Before he went he'd ask for money, Chris gave him all that he asked, not saying a word, but he'd fancy a reluctance and sneer at her. Wasn't he entitled to what was his own? Did she think him still the young fool he had been, content to slave and slave at Blawearie—
without as much as a dram
to savour the soss, or a quean or so at night to waken your
blood—nothing but a wife you hardly dared touch in case you put
her in the family way, eh Chris?

He would say this at dinner-time, sneering and boasting, old Brigson would colour and look down at his plate and young Ewan stare and stare at his father till Ewan would say
God, what a damned glower! Eyes like your mother and a
nature the same;
and he'd swear at the bairn, it was shameful to hear that. He'd made friends with Mutch, him that once he could hardly abide, and with him he went driving each night on their drunken sprees. As he went to bed John Brigson would look at Chris with trouble in his kind old eyes, but she didn't dare say a thing to him, he'd go stamping slow up above her head the while she sat down to await Ewan's return and have the hirpling note of the clock stamp each second in her heart, hating him home, wanting him home.
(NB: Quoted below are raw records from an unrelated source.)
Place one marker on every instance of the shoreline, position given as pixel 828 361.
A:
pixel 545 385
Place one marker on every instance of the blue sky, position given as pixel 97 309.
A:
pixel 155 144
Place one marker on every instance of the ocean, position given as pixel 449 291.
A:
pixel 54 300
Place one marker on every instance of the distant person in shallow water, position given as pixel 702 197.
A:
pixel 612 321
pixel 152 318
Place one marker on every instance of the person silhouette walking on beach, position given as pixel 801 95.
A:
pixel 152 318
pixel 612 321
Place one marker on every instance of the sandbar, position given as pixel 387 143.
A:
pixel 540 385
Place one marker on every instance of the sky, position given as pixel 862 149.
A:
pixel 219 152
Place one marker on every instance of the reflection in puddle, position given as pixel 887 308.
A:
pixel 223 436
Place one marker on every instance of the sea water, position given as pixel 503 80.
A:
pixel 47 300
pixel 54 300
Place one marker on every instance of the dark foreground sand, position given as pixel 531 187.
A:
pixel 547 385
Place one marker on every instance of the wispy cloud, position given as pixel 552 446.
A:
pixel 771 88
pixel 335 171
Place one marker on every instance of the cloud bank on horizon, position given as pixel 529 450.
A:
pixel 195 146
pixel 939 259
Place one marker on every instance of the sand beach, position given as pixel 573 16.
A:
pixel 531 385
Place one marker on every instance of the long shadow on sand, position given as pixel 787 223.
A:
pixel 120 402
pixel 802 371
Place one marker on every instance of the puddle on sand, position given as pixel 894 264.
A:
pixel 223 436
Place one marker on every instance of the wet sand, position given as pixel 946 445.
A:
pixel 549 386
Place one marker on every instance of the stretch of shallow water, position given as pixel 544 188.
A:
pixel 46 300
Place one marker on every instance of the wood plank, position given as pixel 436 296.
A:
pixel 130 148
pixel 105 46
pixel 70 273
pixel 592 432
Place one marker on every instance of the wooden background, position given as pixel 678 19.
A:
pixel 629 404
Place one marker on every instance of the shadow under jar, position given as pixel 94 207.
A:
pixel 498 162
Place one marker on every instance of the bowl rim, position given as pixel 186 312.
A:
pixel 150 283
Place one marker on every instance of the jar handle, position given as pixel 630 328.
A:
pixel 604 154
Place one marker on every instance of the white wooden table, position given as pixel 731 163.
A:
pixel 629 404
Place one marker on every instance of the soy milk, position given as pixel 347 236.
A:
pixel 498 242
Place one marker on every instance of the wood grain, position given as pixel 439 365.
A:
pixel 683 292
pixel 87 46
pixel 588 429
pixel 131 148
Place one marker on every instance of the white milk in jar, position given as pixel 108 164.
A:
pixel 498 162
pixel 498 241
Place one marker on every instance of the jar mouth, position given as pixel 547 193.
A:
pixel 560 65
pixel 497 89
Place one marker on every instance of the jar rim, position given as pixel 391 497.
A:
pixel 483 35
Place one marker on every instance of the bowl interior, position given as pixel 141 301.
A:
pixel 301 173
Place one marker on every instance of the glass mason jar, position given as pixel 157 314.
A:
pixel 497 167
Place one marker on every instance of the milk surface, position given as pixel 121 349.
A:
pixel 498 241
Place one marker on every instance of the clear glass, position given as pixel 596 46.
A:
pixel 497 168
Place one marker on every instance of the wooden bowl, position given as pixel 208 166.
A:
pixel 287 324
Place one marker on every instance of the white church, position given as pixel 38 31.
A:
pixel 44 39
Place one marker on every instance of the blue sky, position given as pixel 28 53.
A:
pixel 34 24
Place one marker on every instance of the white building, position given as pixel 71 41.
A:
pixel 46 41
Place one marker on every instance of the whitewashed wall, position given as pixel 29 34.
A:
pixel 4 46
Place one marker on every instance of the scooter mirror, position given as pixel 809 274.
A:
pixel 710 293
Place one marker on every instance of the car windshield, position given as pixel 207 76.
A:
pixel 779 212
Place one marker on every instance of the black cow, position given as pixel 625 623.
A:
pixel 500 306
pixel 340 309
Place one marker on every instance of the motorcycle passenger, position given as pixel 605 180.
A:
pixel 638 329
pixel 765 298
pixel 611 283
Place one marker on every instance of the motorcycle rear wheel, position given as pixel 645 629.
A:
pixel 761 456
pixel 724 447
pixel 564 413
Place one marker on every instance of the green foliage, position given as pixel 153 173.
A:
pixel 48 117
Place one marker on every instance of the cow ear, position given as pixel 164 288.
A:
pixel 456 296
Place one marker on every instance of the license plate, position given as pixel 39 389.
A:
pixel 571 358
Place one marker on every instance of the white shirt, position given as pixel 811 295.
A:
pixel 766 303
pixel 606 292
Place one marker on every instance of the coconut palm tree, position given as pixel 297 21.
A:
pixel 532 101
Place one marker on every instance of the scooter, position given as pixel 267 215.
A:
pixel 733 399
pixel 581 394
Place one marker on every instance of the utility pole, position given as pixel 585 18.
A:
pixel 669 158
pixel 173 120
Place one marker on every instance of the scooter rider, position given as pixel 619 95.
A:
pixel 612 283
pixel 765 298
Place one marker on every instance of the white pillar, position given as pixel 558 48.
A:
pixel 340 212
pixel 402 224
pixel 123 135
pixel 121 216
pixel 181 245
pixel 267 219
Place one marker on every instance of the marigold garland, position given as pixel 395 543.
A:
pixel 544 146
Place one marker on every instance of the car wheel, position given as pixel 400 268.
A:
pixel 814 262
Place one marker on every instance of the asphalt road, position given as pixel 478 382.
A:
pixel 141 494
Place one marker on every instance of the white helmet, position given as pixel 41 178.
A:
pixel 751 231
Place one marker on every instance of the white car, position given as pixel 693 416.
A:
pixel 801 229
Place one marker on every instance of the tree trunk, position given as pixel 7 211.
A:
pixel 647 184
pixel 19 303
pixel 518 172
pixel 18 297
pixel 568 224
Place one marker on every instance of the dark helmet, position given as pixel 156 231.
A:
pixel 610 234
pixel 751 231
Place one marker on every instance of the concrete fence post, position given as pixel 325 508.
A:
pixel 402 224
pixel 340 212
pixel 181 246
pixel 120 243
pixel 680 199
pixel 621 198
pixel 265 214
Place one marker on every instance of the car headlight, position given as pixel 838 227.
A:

For after that first night he had ceased to touch her, she would lie beside him, quivering and waiting. And he'd lie quiet, she knew him awake and knew that he knew what she waited; and it was as though he were a cat that played with a mouse, he would laugh out after a while and then go to sleep, she herself to lie tortured in the hours thereafter. The last night she refused the torment, she got up near three o'clock and kindled a fire and made herself tea and watched the morning come down the hill passes—a fine summer morning, yellow and grey and lovely with its chirping of birds in the beeches. And suddenly then, as always these changes took her, she was calm and secure, putting Ewan from her heart, locking it up that he never could vex her again, she was finished with him, either loving or hating. And at that release she rose and went slow about her work, a great load had gone from her then, John Brigson coming down in the morning heard her sing
and was cheery himself, cheery with relief, but she sang her release.

At nine o'clock Ewan cried down from his room
When
the hell are you bringing some breakfast?
She took no notice of that, but she sent young Ewan out to play and then went on with her work. And at last she heard a clatter on the stairs, and there he stood at the kitchen entrance, glaring at her
Have you gone clean deaf?
She answered him then, raising her head and looking at him,
If you're in need of a
breakfast—get it
.

He said
You bitch!
and he made to strike her. But she caught up a knife from the table, she had it waiting there near by, he swore and drew back. She nodded and smiled at that, calm, and put the knife down and went on with her work.

So he made his own tea, grumbling and swearing, a fine send-off this for a man that was going to France to do his bit. And Chris listened to the catch-phrase, contempt in her heart, she looked at him with a curling lip, and he saw her look and swore at her, but was frightened for all that, always now she knew she had known him the frightened one. And a queer, cold curiosity came on her then that so she should have slaved to tend him and love him and give him the best, body and mind and soul she had given, for a gift to the body of a drunken lout from the plough-stilts.